EEBO Project- The reviewing process
Background
Files are selected for keying by John Latta in Michigan, and are sent to three firms specialising in capturing this material: PDCC (now known as SPI Content Sciences), TECH and APEX.
The keyed in texts are then returned to Michigan where once a month they are divided between the reviewers in Michigan and the reviewers in Oxford. They are then ftped from Michigan to our inbox here in Oxford. The name of the directory in the inbox normally corresponds to the previous month (since that is the month when the files actually arrived from the vendors). This is to ensure that the directory naming system matches the one in use at Michigan.
With each batch of files comes a simple file list, named after the same month, e.g. filelist.200202.txt. This can be converted to a spreadsheet along the following lines:
File name / Local Number / Verdict / Reviewer / Date / File Size (bytes) / Sample (bytes) / Inex. / excusable / $ / illegibles / iIlegibility ratingS10765.apex.sgm / A00631 / 190,343
S10787-5.pdcc.sgm / A00652 / 8,982
S11181.pdcc.sgm / A68062 / 201,937
S12206a-3.pdcc.sgm / A02062 / 7,686
At the end of the month, the files we have completed, together with their notes files, are collected from us by ftp to go back to Michigan, where they are converted to XML before being mounted on the EEBO searchable texts website.
Step One
First, select your text from the month’s inbox and move it to your own “in progress” folder (Emma, Judith, Jonathan):
Step Two
Prepare your proofing sample. First find out how many pages there are. You do this in TextPad by searching for all occurrences of <PB[^>]*> within the file. This is a regular expression which looks for all the page break <PB> tags, whatever their attributes. In TextPad, use “Search in Files” with options “binary files”, “all matching lines” and “regular expression” ticked. When you have the list in front of you, you should run your eye down and check that the <PB>s are complete and in order. Any anomalies should be noted and checked when you are working on the text later. Vendors have a habit of putting an unnecessary <PB> at the beginning and/or end of the text – watch out for this!
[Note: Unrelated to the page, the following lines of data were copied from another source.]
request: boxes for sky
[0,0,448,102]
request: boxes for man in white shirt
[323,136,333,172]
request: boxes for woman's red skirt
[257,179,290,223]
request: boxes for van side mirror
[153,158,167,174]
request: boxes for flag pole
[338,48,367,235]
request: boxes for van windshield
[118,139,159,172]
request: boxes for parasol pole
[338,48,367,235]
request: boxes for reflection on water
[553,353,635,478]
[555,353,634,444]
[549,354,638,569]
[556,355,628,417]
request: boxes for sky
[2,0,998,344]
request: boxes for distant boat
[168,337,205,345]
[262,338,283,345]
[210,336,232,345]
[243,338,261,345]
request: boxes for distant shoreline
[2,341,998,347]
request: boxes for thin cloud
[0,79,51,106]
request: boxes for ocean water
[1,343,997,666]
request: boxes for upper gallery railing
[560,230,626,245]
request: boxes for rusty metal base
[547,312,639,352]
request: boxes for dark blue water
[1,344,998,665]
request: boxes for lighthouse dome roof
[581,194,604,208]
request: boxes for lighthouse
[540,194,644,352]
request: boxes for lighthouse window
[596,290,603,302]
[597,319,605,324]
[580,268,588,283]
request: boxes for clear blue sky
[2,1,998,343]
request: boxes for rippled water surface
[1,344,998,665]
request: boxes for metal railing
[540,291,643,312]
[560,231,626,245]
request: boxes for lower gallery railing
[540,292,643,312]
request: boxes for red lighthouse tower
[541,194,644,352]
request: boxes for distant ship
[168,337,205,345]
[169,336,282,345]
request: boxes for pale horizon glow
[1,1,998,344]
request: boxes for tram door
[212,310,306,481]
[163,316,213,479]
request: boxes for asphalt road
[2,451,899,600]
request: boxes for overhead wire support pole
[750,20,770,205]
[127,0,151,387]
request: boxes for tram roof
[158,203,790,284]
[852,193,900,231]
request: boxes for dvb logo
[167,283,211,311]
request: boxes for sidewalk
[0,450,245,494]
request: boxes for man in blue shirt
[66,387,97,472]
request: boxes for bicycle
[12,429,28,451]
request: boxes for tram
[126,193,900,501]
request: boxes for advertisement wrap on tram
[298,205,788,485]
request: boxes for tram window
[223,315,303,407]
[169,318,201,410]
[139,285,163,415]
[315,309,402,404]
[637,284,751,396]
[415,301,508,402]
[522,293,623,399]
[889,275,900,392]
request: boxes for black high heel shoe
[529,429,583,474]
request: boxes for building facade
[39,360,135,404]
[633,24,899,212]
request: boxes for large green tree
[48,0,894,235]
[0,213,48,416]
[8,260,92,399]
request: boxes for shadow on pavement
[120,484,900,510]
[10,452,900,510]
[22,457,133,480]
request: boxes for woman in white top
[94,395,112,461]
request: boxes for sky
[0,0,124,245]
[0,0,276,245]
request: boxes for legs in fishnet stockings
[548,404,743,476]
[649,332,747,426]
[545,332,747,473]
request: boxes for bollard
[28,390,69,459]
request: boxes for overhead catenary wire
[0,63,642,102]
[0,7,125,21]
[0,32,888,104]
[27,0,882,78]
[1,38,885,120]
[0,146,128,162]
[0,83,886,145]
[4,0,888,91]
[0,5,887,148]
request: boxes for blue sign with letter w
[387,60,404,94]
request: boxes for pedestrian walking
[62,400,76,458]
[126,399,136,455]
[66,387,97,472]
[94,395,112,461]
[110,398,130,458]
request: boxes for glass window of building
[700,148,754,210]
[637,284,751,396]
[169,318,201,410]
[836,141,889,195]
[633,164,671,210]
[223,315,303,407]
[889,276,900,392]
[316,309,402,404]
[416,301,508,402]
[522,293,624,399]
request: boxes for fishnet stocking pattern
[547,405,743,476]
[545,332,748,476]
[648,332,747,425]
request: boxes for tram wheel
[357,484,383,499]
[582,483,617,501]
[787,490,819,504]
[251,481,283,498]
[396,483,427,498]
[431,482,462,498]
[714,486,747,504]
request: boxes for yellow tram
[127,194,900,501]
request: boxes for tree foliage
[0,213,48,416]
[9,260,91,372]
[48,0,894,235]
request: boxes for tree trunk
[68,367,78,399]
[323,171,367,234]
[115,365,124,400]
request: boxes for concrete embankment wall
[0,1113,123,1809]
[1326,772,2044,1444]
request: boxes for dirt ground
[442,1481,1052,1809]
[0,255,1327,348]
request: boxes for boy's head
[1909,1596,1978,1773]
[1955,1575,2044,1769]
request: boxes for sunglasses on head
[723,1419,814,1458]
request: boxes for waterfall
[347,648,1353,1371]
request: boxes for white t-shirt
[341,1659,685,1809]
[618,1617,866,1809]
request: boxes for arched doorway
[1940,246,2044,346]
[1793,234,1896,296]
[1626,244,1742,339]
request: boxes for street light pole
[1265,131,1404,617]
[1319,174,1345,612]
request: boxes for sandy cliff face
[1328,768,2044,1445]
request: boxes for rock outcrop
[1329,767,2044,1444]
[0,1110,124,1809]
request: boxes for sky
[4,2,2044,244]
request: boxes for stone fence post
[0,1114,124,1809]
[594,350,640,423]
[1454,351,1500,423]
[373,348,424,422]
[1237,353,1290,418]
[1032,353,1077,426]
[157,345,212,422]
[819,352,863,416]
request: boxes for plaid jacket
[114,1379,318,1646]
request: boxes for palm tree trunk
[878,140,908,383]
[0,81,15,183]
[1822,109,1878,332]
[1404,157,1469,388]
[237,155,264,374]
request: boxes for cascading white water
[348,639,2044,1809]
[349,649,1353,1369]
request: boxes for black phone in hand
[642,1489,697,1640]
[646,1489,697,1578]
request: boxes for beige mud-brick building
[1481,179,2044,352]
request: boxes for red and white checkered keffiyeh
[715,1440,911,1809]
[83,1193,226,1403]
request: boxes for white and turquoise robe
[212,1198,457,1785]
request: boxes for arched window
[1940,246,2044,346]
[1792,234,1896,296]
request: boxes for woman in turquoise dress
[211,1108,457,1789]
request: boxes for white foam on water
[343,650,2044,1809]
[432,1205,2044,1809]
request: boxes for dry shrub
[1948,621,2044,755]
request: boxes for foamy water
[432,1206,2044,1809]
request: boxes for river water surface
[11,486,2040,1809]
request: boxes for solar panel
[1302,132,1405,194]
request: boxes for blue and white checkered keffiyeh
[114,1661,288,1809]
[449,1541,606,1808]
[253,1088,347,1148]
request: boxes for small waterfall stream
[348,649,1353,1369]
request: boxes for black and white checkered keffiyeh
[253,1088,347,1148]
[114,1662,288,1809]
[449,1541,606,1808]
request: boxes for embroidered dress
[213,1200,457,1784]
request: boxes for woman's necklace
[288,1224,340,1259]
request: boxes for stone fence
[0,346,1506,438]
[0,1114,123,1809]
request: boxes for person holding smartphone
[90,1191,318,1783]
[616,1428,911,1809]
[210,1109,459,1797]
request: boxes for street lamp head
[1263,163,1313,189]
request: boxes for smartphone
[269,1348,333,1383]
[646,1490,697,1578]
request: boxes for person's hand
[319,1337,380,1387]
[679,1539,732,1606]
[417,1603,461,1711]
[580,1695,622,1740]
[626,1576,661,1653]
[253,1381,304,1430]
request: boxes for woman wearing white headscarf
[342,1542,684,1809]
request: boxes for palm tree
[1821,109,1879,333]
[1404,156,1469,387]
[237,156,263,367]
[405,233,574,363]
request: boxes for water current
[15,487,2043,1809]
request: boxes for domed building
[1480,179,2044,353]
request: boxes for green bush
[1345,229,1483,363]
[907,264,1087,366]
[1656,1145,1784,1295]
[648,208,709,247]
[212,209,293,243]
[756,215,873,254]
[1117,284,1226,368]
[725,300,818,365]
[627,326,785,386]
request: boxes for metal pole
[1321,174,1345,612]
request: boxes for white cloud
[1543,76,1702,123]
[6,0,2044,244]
You should select 5% of the book, or five pages, whichever is greater. For example, in a 200 page book you would proof 10 pages, and in a 67 page book you would proof 5 pages. Do not pick the first page or two, or the last page or two, since these are usually blank flyleaves.
Prepare the sample by opening the file in TextPad and copying the selected pages to a new document called filename.test.sgm
Step Three
Download your image set. In the header of the file there is the tag <VID>a number</VID>. This is the image reference number used by the EEBO Images website.Open up the “Quick PDF downloader” webpage and first click on St. Augustine (all will become clear) to go to the ProQuest image site and get authenticated to use the images, then use the back button, enter the vid number and click “tolle, lege”. You will then be prompted to choose the location to save the image to, which should be your working directory, where the file is also held.
Step Four
Make your proofing sample and start your notes file.
There are two perl scripts which are used. The first converts the SGML in the test file (created in step two) to HTML for proofing, and the second strips the test file of all its tags so the resulting file size is the same as the number of characters keyed in by the vendor. This is used for the error count. There must not be more than one character error (mistranscription) in 20,000 characters. So in a stripped sample size of 52,000 bytes, we would accept the file if 2 errors or fewer were discovered during proofing, pardon the file if three errors were found, but reject it if there were more than three errors.
To run the perl scripts open up command prompt (make sure it has opened in the correct directory), type “makesample” and hit <ENTER>. Then enter “dir”. This will make the sample and give you the information you need to fill in the notes file you are about to create.
Open up the template notes file from the Docs folder and save it to your working directory with the name filnamenotes.vendor.txt e.g. S3142notes.pdcc.txt. Fill in the file name and file size information using the information from the command prompt window.
In TextPad, find out how many $ and $ groups there are by searching for the following regular expressions (with all the same boxes checked as for the page break search above):
\$*[^ ]*\$ for total number of dollar groups
\$+word\$+ for number of $word$
\$+words\$+ for number of $words$
\$+line\$+ for number of $line$
\$+span\$+ for number of $span$
\$+page\$+ for number of $page$
\$+para\$+ for number of $para$
$ for total number of $ (for this, untick the “regular expression” and “all matching lines” boxes).
Fill in this information in the dollar count boxes in the notes file.
The notes fileis very important both for statistics and for the vendors, who are sent the error counts and any comments at the end of each month. This feedback alerts them (and us) to any persistent problems.
Step Five
Print out the html proofing sample which was generated in your working directory by the “makesample” batch file. Open the pdf file which you downloaded from ProQuest and start proofing the printed out sample against it. These two screen shots show you examples of a proofing sample and the text image.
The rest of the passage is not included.